# Fake plants.



## cookieboots (Aug 8, 2011)

So now that I have decided to make a fleece strip and fake plant expansion to "Bootville" what plants are ok to use and any type of secureing method is safe or could I just duct tape em to the bottom of her cage? Also I plan on hiding the dead/frozen crickets in there for her to "hunt"


----------



## Rainy (Jul 27, 2011)

I am only making a guess, but I would think that plants found in the aquarium/reptile/bird department at the pet store should be safe. I would just make sure that all the pieces are secure. Do you think that Boots would chew on them or just find little critters in them? I know Lily'smommy has plants in her dig box and works at a pet store. You could ask her. I think panda used plants in her hedgie home too, but maybe I'm wrong.


----------



## Lilysmommy (Jan 7, 2009)

Yup, I have a dig box (a round cake pan with medium aquarium stones in it) that has three plants in it that need help to be held down.

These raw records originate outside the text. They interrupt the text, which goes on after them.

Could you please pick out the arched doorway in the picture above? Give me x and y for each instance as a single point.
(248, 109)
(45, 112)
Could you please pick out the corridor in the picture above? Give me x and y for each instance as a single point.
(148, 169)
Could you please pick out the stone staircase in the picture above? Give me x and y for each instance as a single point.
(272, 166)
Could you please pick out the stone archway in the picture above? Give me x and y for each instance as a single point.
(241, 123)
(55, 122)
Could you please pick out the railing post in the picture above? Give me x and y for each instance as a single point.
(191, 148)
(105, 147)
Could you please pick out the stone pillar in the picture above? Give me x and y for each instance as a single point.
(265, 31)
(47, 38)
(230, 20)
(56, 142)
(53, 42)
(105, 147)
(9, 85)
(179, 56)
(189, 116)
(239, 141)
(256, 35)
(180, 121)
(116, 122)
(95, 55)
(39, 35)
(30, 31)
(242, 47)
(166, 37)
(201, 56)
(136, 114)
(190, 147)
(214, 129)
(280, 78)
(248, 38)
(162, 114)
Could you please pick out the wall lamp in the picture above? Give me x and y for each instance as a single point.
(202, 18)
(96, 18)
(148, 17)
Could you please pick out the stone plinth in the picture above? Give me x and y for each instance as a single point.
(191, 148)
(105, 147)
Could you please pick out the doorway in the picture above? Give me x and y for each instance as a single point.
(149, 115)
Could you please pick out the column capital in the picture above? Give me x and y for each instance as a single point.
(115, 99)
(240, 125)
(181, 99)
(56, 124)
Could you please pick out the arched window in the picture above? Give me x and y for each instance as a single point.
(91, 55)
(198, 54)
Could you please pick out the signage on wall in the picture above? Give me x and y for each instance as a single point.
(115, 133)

I also have another one that has a fake stone base to it so it can stand on its own. I would definitely suggest looking for the silk plants, not plastic. The plastic plants have pointy tips that could hurt an eye, or can have sharp edges.

I like the dig box for securing those that don't have a base. You could even use large stones or something to hold them down, if you don't want a dig box. I'd be careful using duct tape, since your hedgie might try digging or biting at the tape and could get stuck or swallow some.


----------